ECLI:NL:CRVB:2007:BA2782
Centrale Raad van Beroep
- Verzet
- G.A.J. van den Hurk
- P.N. Rijnsewijn
- Rechtspraak.nl
Verzet tegen uitspraak van de rechtbank Zutphen inzake bijzondere bijstand en bevoegdheid Centrale Raad van Beroep
In deze zaak heeft de Centrale Raad van Beroep op 29 maart 2007 uitspraak gedaan in het verzet van appellant tegen een eerdere uitspraak van de rechtbank Zutphen. De rechtbank had op 5 juli 2006 het verzet van appellant ongegrond verklaard, nadat deze in beroep was gegaan tegen een eerdere uitspraak van 21 maart 2006, waarin zijn beroep niet-ontvankelijk werd verklaard. Dit gebeurde naar aanleiding van een aanvraag om bijzondere bijstand voor kosten van rechtsbijstand, die door het College van burgemeester en wethouders van de gemeente Winterswijk niet in behandeling was genomen. De rechtbank had in haar eerdere uitspraak verwezen naar een eerdere uitspraak van 30 december 2004, waarin al een onherroepelijk oordeel was gegeven over vergelijkbare kosten.
De Centrale Raad van Beroep heeft in zijn uitspraak van 10 oktober 2006 zich kennelijk onbevoegd geacht om van het hoger beroep kennis te nemen, omdat de aangevallen uitspraak was gedaan met toepassing van artikel 8:55, vijfde lid, van de Algemene wet bestuursrecht (Awb), waartegen geen hoger beroep kan worden ingesteld. De Raad heeft echter in deze procedure vastgesteld dat er mogelijk grond kan zijn voor kennisneming van het hoger beroep, indien er sprake is van evidente schendingen van de procesorde of fundamentele rechtsbeginselen.

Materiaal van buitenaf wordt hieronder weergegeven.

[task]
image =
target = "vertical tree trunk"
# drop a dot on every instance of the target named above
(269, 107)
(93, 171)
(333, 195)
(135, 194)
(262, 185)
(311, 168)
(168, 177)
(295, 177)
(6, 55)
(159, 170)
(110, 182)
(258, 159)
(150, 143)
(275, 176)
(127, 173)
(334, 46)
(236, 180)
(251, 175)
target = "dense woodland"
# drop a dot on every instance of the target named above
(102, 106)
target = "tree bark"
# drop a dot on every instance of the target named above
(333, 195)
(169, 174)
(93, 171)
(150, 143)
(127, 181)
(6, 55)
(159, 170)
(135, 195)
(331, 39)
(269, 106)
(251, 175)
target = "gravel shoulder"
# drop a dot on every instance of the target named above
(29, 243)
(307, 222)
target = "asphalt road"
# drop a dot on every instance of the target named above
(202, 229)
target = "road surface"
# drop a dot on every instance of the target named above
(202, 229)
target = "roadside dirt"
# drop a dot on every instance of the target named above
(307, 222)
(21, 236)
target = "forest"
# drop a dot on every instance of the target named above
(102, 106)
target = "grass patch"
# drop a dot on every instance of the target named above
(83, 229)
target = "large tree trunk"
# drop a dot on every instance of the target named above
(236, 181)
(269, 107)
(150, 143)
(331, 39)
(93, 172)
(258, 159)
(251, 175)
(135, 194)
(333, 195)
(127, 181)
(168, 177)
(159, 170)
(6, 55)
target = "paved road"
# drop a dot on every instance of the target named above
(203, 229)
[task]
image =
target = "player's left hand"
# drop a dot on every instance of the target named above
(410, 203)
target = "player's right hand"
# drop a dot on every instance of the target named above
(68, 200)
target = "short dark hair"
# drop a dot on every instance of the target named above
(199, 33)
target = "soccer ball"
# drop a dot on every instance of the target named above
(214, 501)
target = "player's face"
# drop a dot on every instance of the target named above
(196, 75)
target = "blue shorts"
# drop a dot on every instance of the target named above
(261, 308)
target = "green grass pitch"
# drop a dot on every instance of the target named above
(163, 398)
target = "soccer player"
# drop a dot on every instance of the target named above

De Raad heeft geconcludeerd dat op basis van de beschikbare gegevens niet kan worden gesteld dat hij kennelijk niet bevoegd is om van het hoger beroep kennis te nemen. De rechtvaardiging voor het doorbreken van het appèlverbod moet nader worden onderzocht, met inachtneming van artikel 6 van het Europees Verdrag tot bescherming van de rechten van de mens. Het verzet is gegrond verklaard, wat betekent dat de eerdere uitspraak vervalt en het onderzoek in de zaak voortgezet zal worden. De Raad heeft benadrukt dat dit niet automatisch betekent dat hij bevoegd is om in hoger beroep kennis te nemen, maar dat dit nader bekeken moet worden.